The long-term goal of sustainability is to ensure that our actions today are in balance with the needs of the future, Irwin said. Sustainable development meets the needs of the present without compromising the ability of future generations to meet their needs.
“It’s impossible to draw a boundary around any one state or region that would separate it from other regions. We have to somehow account for this fundamental interdependence when applying the theory of sustainability at a regional scale.”
To determine how to classify regional efforts, Irwin and Sathya Gopalakrishnan, associate professor, and Alan Randall, professor, and SI resident scholar, started with two different existing sustainability theories, that lie at different ends of the spectrum. The strong sustainability approach emphasizes the notion that sustainability is defined by development that does not exceed certain biophysical limits or agreed upon pollution limits. This suggests that the preservation of earth’s natural resources and capital stocks is the primary goal regardless of the economic or other social costs.
Weak sustainability accounts for multiple forms of capital: natural capital, such as land and other natural resources, as well as manufactured capital, human and health capitals. This approach recognizes that innovations in one type of capital can often substitute for losses in other types of capital. For example, advances in technology that improve resource efficiency can offset losses in natural capital. Weak sustainability emphasizes the importance of sustaining the aggregate value of all capitals, called inclusive wealth, over time.

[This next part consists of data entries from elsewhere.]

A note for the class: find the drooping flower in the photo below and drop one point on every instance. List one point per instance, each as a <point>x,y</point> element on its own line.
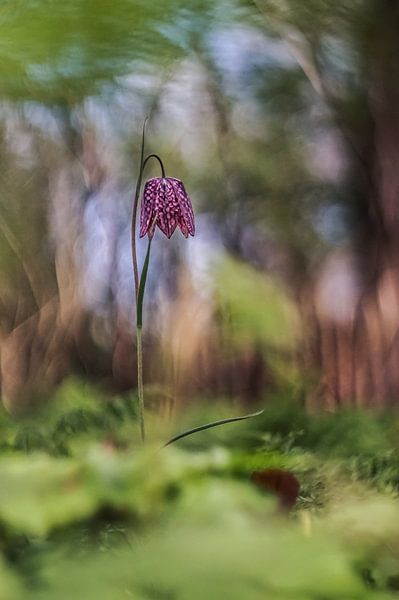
<point>166,204</point>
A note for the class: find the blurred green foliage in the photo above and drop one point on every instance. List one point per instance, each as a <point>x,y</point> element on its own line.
<point>108,519</point>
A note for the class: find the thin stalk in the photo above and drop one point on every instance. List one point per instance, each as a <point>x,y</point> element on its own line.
<point>139,328</point>
<point>184,434</point>
<point>139,285</point>
<point>135,207</point>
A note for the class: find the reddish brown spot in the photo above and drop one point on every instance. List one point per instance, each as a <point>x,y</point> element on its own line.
<point>279,482</point>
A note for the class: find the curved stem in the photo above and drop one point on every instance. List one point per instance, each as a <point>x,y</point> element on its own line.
<point>134,215</point>
<point>139,285</point>
<point>158,159</point>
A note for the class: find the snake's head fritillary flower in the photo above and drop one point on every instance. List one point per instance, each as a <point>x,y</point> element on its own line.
<point>165,204</point>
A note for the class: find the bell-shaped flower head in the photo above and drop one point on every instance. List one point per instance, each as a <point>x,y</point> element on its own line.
<point>166,204</point>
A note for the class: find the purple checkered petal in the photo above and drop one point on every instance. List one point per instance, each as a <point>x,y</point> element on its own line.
<point>166,205</point>
<point>148,206</point>
<point>186,208</point>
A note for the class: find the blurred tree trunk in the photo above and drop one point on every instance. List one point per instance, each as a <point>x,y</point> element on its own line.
<point>359,360</point>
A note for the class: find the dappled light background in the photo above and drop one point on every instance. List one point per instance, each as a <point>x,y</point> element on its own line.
<point>281,119</point>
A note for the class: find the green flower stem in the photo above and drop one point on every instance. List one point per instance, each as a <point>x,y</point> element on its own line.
<point>139,337</point>
<point>139,285</point>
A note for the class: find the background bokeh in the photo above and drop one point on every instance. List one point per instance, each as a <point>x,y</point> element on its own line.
<point>282,118</point>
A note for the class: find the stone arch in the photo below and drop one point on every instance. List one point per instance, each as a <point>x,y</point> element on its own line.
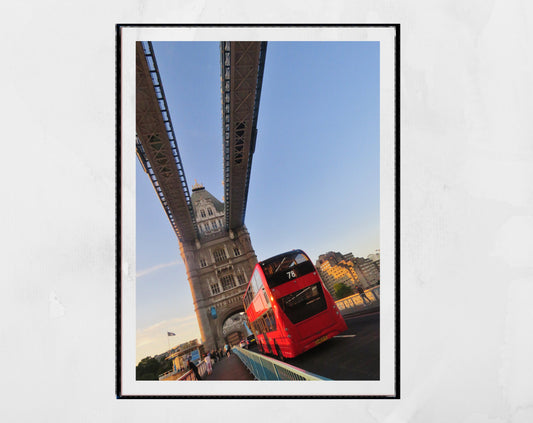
<point>231,327</point>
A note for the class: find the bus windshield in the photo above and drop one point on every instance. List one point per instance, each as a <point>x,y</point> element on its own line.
<point>282,268</point>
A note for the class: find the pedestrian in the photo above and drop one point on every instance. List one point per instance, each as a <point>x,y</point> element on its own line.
<point>363,295</point>
<point>193,367</point>
<point>208,364</point>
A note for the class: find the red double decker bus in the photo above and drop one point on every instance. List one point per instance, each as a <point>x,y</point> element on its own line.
<point>288,307</point>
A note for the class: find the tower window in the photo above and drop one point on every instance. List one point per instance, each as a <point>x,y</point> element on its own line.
<point>241,278</point>
<point>219,255</point>
<point>227,282</point>
<point>215,288</point>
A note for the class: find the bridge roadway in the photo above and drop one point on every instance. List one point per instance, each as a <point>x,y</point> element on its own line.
<point>353,355</point>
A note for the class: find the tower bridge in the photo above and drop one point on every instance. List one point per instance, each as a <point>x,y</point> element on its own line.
<point>214,242</point>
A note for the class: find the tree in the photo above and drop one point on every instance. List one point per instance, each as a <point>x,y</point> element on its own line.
<point>342,290</point>
<point>149,368</point>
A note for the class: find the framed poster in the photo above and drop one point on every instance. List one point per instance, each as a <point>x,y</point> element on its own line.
<point>291,136</point>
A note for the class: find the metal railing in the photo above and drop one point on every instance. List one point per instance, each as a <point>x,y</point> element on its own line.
<point>266,368</point>
<point>357,302</point>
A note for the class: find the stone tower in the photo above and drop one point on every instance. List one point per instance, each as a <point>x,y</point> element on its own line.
<point>219,264</point>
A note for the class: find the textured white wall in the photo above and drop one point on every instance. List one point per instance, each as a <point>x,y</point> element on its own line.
<point>467,210</point>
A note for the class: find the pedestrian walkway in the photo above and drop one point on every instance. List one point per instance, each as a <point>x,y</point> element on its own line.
<point>229,368</point>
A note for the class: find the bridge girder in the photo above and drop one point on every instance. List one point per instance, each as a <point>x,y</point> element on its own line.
<point>156,146</point>
<point>242,65</point>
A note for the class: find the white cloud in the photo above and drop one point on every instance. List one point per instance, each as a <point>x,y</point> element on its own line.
<point>145,272</point>
<point>154,340</point>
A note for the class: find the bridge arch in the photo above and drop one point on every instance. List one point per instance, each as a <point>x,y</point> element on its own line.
<point>232,328</point>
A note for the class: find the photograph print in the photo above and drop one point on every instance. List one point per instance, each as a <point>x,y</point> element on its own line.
<point>258,209</point>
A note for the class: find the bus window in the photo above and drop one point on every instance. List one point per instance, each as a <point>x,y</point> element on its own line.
<point>304,303</point>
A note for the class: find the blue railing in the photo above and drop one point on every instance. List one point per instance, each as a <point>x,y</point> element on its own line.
<point>266,368</point>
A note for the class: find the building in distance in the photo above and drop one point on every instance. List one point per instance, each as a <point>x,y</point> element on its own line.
<point>354,272</point>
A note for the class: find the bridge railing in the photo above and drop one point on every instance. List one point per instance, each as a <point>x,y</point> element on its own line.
<point>266,368</point>
<point>357,302</point>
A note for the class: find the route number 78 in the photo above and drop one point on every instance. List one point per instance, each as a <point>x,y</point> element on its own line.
<point>291,274</point>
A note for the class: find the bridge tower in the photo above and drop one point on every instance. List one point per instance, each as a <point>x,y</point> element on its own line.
<point>213,240</point>
<point>219,264</point>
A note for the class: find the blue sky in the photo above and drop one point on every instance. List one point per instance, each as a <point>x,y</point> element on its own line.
<point>315,173</point>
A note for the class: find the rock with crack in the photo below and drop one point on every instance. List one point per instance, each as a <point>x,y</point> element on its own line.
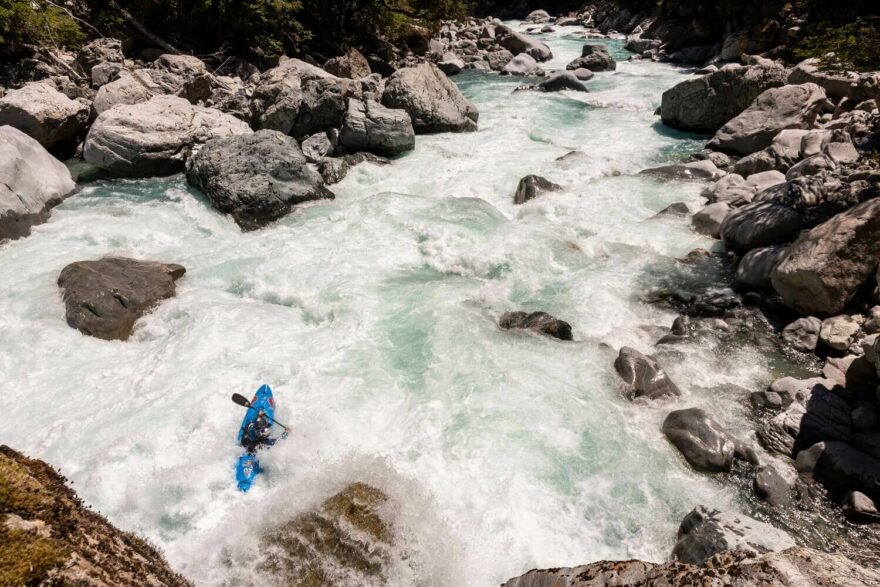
<point>433,102</point>
<point>540,322</point>
<point>705,532</point>
<point>255,178</point>
<point>105,298</point>
<point>642,376</point>
<point>31,182</point>
<point>154,138</point>
<point>369,126</point>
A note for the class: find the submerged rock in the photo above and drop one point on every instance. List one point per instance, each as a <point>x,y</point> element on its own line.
<point>794,566</point>
<point>434,103</point>
<point>705,532</point>
<point>49,537</point>
<point>346,540</point>
<point>31,182</point>
<point>642,376</point>
<point>154,138</point>
<point>104,298</point>
<point>541,322</point>
<point>255,178</point>
<point>532,186</point>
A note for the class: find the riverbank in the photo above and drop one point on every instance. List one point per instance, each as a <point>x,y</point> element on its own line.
<point>378,312</point>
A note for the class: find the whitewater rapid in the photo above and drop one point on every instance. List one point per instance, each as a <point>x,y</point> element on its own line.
<point>373,317</point>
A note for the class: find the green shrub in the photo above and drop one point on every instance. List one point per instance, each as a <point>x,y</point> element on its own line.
<point>33,22</point>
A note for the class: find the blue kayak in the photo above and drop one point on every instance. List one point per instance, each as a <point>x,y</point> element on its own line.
<point>248,466</point>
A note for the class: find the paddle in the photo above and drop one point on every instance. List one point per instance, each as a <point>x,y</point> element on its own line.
<point>243,402</point>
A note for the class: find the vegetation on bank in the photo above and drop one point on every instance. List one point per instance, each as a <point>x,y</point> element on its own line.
<point>256,28</point>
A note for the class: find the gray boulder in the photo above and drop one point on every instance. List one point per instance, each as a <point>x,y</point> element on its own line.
<point>352,65</point>
<point>39,110</point>
<point>803,334</point>
<point>827,265</point>
<point>774,110</point>
<point>700,439</point>
<point>156,137</point>
<point>562,80</point>
<point>369,126</point>
<point>705,532</point>
<point>31,182</point>
<point>642,376</point>
<point>595,57</point>
<point>756,267</point>
<point>532,186</point>
<point>760,224</point>
<point>522,64</point>
<point>105,298</point>
<point>256,178</point>
<point>434,103</point>
<point>706,103</point>
<point>518,43</point>
<point>537,321</point>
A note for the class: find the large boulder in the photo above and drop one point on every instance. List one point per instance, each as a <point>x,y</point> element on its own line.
<point>41,111</point>
<point>700,439</point>
<point>518,43</point>
<point>369,126</point>
<point>595,57</point>
<point>826,266</point>
<point>352,65</point>
<point>31,182</point>
<point>105,298</point>
<point>706,103</point>
<point>540,322</point>
<point>256,178</point>
<point>794,566</point>
<point>156,137</point>
<point>434,103</point>
<point>705,532</point>
<point>774,110</point>
<point>760,224</point>
<point>346,540</point>
<point>642,376</point>
<point>300,99</point>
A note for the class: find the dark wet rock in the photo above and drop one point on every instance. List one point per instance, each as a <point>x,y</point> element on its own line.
<point>562,80</point>
<point>595,57</point>
<point>774,110</point>
<point>31,183</point>
<point>827,265</point>
<point>39,110</point>
<point>537,321</point>
<point>532,186</point>
<point>803,334</point>
<point>346,540</point>
<point>434,103</point>
<point>154,138</point>
<point>760,224</point>
<point>352,65</point>
<point>369,126</point>
<point>105,298</point>
<point>642,376</point>
<point>756,267</point>
<point>706,103</point>
<point>48,536</point>
<point>700,439</point>
<point>255,178</point>
<point>705,532</point>
<point>794,566</point>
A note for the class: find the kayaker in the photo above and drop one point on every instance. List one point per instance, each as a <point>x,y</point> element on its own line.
<point>257,433</point>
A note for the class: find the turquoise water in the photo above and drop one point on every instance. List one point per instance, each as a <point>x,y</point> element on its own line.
<point>374,319</point>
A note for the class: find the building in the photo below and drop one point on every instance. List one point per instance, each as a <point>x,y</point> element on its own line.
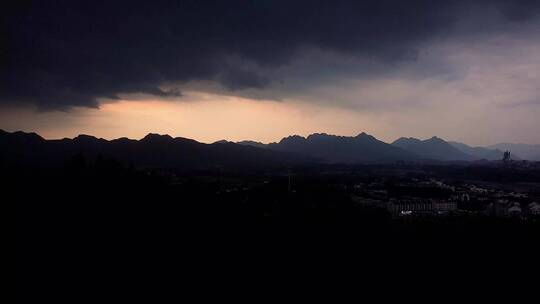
<point>421,207</point>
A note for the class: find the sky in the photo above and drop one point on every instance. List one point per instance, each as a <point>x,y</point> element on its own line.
<point>261,70</point>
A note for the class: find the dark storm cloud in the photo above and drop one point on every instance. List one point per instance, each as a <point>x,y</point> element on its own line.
<point>58,54</point>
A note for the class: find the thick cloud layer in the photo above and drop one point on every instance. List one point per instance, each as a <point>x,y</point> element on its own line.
<point>69,53</point>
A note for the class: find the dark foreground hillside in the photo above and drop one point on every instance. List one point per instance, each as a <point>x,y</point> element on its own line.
<point>93,227</point>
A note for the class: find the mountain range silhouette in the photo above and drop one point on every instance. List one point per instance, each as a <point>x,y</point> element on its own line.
<point>154,150</point>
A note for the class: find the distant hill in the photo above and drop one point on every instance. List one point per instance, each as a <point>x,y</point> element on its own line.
<point>433,148</point>
<point>363,148</point>
<point>252,143</point>
<point>478,152</point>
<point>160,151</point>
<point>523,151</point>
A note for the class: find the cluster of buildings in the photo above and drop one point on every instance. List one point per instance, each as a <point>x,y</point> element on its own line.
<point>463,199</point>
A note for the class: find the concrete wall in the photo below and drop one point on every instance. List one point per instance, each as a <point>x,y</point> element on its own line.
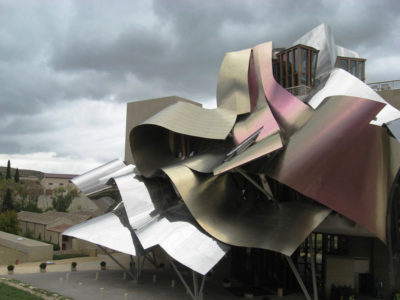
<point>13,247</point>
<point>52,183</point>
<point>381,269</point>
<point>37,230</point>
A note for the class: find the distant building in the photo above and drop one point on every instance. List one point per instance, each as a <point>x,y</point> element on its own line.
<point>49,226</point>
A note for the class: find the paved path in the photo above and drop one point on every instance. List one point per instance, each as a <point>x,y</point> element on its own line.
<point>111,285</point>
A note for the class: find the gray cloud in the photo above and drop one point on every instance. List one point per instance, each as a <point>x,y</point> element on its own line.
<point>59,55</point>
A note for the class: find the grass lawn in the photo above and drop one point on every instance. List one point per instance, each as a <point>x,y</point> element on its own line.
<point>12,293</point>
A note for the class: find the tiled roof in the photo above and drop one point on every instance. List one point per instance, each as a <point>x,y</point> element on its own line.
<point>51,216</point>
<point>60,228</point>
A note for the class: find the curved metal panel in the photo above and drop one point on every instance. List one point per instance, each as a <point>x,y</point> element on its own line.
<point>262,117</point>
<point>233,87</point>
<point>89,182</point>
<point>341,161</point>
<point>106,231</point>
<point>257,150</point>
<point>190,119</point>
<point>343,83</point>
<point>321,38</point>
<point>290,113</point>
<point>155,221</point>
<point>217,206</point>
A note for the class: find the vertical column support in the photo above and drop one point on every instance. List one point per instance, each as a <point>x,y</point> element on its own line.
<point>197,293</point>
<point>117,262</point>
<point>297,275</point>
<point>313,272</point>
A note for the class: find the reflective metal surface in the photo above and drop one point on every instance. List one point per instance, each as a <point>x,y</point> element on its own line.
<point>343,83</point>
<point>157,218</point>
<point>345,162</point>
<point>321,38</point>
<point>263,170</point>
<point>290,112</point>
<point>106,231</point>
<point>232,87</point>
<point>90,183</point>
<point>216,203</point>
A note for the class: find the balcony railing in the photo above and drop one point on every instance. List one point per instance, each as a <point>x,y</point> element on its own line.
<point>385,85</point>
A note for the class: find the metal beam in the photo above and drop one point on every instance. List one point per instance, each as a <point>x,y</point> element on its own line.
<point>297,275</point>
<point>244,174</point>
<point>313,272</point>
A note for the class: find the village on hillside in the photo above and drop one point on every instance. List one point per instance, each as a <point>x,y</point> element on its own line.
<point>40,206</point>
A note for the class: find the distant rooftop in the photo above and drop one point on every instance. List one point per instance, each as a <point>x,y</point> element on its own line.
<point>51,216</point>
<point>62,176</point>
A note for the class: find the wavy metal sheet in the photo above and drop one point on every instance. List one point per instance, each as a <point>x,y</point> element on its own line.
<point>105,230</point>
<point>341,161</point>
<point>216,203</point>
<point>156,222</point>
<point>257,150</point>
<point>289,111</point>
<point>321,38</point>
<point>90,183</point>
<point>343,83</point>
<point>190,119</point>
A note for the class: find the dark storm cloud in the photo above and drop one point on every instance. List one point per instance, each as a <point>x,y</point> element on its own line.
<point>64,55</point>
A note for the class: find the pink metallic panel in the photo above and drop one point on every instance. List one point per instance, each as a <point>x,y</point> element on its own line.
<point>252,82</point>
<point>341,161</point>
<point>290,112</point>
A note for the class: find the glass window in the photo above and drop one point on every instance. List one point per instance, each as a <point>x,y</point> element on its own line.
<point>353,67</point>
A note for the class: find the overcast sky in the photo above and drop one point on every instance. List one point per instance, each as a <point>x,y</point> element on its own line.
<point>67,68</point>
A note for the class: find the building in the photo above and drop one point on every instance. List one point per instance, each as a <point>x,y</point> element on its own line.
<point>15,249</point>
<point>50,225</point>
<point>294,173</point>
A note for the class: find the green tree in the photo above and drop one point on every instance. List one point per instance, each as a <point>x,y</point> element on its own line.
<point>16,176</point>
<point>8,174</point>
<point>9,222</point>
<point>7,202</point>
<point>62,199</point>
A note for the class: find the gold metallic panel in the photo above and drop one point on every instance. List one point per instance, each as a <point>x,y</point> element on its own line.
<point>189,119</point>
<point>257,150</point>
<point>343,162</point>
<point>289,111</point>
<point>216,204</point>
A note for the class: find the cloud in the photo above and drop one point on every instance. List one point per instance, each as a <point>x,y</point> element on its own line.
<point>68,67</point>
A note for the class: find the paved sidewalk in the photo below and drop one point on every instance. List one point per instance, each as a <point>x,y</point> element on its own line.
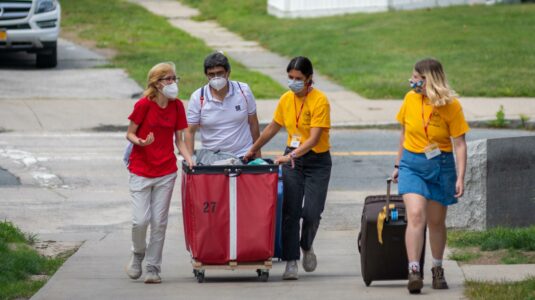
<point>96,271</point>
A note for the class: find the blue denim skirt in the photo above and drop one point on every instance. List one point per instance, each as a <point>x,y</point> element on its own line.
<point>433,178</point>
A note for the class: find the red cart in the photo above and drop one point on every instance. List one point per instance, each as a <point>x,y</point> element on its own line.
<point>229,217</point>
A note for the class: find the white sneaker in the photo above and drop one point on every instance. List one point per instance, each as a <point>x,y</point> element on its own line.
<point>309,260</point>
<point>152,276</point>
<point>133,268</point>
<point>291,271</point>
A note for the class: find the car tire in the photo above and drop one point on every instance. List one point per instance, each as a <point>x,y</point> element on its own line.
<point>48,56</point>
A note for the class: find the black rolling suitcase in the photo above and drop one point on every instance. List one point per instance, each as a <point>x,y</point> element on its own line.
<point>386,261</point>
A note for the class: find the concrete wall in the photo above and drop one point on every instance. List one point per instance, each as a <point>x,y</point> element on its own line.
<point>499,185</point>
<point>471,211</point>
<point>318,8</point>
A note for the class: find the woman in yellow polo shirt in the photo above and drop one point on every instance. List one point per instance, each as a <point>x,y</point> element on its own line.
<point>305,113</point>
<point>432,127</point>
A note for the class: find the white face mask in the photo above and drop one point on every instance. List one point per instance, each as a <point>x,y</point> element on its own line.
<point>170,91</point>
<point>218,83</point>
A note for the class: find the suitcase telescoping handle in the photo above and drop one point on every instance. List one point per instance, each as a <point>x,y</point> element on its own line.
<point>388,183</point>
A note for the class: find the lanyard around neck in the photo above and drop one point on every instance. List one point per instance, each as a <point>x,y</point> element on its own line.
<point>426,124</point>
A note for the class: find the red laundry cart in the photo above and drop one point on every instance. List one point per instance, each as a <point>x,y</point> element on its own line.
<point>229,217</point>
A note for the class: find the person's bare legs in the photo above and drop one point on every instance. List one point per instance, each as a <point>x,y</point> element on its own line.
<point>436,221</point>
<point>415,206</point>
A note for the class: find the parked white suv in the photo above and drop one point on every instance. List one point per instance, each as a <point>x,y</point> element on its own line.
<point>32,26</point>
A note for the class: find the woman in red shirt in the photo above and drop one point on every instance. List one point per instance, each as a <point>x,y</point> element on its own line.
<point>158,119</point>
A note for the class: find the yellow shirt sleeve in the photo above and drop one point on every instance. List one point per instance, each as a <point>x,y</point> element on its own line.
<point>456,121</point>
<point>401,114</point>
<point>278,116</point>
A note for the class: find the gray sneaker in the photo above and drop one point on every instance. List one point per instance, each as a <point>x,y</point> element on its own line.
<point>133,268</point>
<point>291,271</point>
<point>309,260</point>
<point>152,275</point>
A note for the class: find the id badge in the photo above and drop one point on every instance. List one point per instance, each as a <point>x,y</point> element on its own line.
<point>432,150</point>
<point>296,141</point>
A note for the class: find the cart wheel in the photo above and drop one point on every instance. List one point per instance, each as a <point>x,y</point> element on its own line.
<point>263,275</point>
<point>200,276</point>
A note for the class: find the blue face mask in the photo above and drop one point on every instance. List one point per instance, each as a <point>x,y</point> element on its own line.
<point>296,85</point>
<point>416,85</point>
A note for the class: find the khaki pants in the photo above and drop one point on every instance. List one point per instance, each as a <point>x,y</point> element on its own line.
<point>151,198</point>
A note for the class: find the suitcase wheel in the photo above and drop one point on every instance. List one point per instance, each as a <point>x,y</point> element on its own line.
<point>199,274</point>
<point>263,275</point>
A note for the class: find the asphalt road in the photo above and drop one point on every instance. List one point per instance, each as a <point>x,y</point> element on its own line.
<point>367,169</point>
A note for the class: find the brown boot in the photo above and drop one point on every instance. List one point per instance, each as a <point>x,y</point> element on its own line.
<point>415,282</point>
<point>439,282</point>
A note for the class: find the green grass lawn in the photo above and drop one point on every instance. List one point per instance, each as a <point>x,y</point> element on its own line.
<point>18,261</point>
<point>485,50</point>
<point>524,290</point>
<point>142,39</point>
<point>495,238</point>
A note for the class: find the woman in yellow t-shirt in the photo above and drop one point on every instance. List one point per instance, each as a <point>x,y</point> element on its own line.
<point>432,127</point>
<point>305,113</point>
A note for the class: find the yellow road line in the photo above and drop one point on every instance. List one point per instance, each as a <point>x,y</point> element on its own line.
<point>346,153</point>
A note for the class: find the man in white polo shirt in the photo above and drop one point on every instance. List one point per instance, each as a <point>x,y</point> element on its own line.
<point>223,110</point>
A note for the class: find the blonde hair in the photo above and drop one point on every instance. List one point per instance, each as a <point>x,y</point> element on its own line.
<point>437,88</point>
<point>156,73</point>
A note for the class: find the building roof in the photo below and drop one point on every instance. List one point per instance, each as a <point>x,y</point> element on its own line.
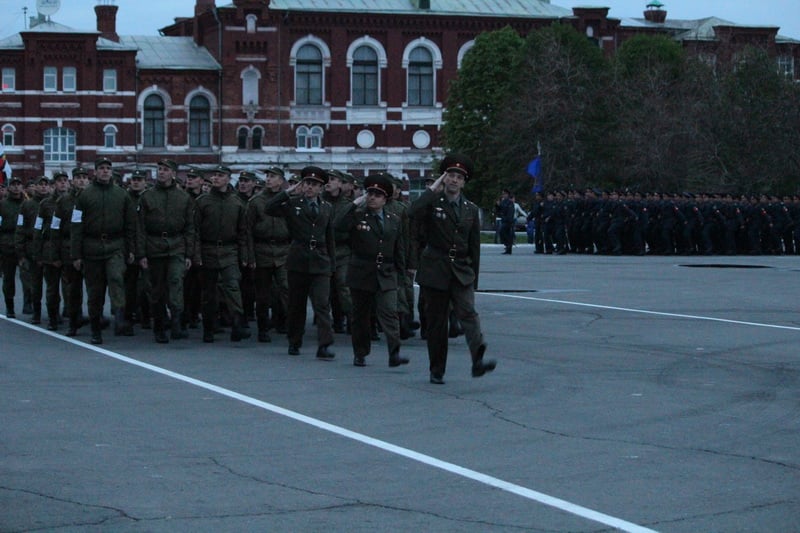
<point>175,53</point>
<point>477,8</point>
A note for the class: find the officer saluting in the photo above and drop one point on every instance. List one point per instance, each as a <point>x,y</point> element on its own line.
<point>377,259</point>
<point>449,264</point>
<point>312,257</point>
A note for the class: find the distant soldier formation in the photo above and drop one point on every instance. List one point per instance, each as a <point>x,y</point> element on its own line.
<point>175,254</point>
<point>595,221</point>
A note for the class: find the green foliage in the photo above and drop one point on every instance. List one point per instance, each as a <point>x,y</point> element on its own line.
<point>649,118</point>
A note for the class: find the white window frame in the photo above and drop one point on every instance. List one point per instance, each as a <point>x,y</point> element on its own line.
<point>50,82</point>
<point>110,136</point>
<point>110,80</point>
<point>59,145</point>
<point>69,79</point>
<point>9,132</point>
<point>309,137</point>
<point>9,79</point>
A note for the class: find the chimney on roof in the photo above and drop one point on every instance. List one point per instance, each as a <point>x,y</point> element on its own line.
<point>107,20</point>
<point>655,12</point>
<point>203,6</point>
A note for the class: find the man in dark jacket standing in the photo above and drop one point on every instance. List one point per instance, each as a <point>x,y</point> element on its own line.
<point>377,260</point>
<point>222,249</point>
<point>449,264</point>
<point>165,246</point>
<point>312,257</point>
<point>270,245</point>
<point>103,240</point>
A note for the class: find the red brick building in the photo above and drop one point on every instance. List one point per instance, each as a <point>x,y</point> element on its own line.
<point>358,85</point>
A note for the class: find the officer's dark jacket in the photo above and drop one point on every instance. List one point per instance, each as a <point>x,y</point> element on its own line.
<point>103,222</point>
<point>269,234</point>
<point>221,227</point>
<point>165,223</point>
<point>313,248</point>
<point>377,249</point>
<point>452,247</point>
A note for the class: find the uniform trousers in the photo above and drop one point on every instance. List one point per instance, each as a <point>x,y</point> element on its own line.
<point>226,280</point>
<point>271,281</point>
<point>9,262</point>
<point>437,311</point>
<point>303,286</point>
<point>166,287</point>
<point>385,303</point>
<point>52,280</point>
<point>73,281</point>
<point>102,274</point>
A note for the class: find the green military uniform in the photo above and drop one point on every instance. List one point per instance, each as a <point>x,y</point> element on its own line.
<point>31,272</point>
<point>270,248</point>
<point>376,262</point>
<point>341,302</point>
<point>71,278</point>
<point>47,253</point>
<point>449,266</point>
<point>222,247</point>
<point>103,239</point>
<point>165,237</point>
<point>311,262</point>
<point>9,213</point>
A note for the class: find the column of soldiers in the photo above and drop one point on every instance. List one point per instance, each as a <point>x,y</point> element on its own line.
<point>594,221</point>
<point>173,256</point>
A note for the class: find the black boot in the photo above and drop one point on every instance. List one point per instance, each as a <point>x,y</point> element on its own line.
<point>262,321</point>
<point>239,328</point>
<point>122,328</point>
<point>97,336</point>
<point>396,360</point>
<point>52,318</point>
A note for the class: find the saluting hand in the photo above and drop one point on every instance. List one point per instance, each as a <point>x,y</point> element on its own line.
<point>437,186</point>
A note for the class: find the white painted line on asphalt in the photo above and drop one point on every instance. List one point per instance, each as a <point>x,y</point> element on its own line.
<point>474,475</point>
<point>641,311</point>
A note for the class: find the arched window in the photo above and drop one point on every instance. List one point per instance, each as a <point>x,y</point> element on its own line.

"Weak sustainability makes sense as a basic framework for regional sustainability," said Irwin. “Regions are open economies with trade and migration flows of financial capital, goods and services, and people across space."
The distribution of capital and wealth can be very uneven across regions and cities are extreme concentrations of built and human capital. If a region lacks a resource, they rely on trade with other regions to fill the need. But what if the resource is water, and it cannot be traded or bought? To acknowledge the constraints of essential or critical resources, Irwin, Gopalakrishnan, and Randall came up with the term weak sustainability plus. This includes the weak sustainability framework of non-declining inclusive wealth, with the addition of strong stability constraints, as needed.
This means if a resource like water is limited and cannot be obtained through trade, other strategies must be developed.
A strong sustainability policy example is the State of Ohio’s efforts to reduce total phosphorus loads in Lake Erie by 40%, based on 2008 levels, by 2025. Lake Erie is a unique resource and it is not possible to replace it with other types of capital.
Another way to downscale regional sustainability efforts is to focus on the things that make one place different than another, which means place-specific or place-bound capitals that are not mobile. Irwin and Randall are pursuing this work in collaboration with other Ohio State researchers through a grant from the National Science Foundation that is supporting this work in the Great Lakes region.
For Irwin, downscaling global sustainability and theory approaches to a regional scale is a worthy cause.
“At the end of the day, the decisions that are being made are being made at these local and regional scales.”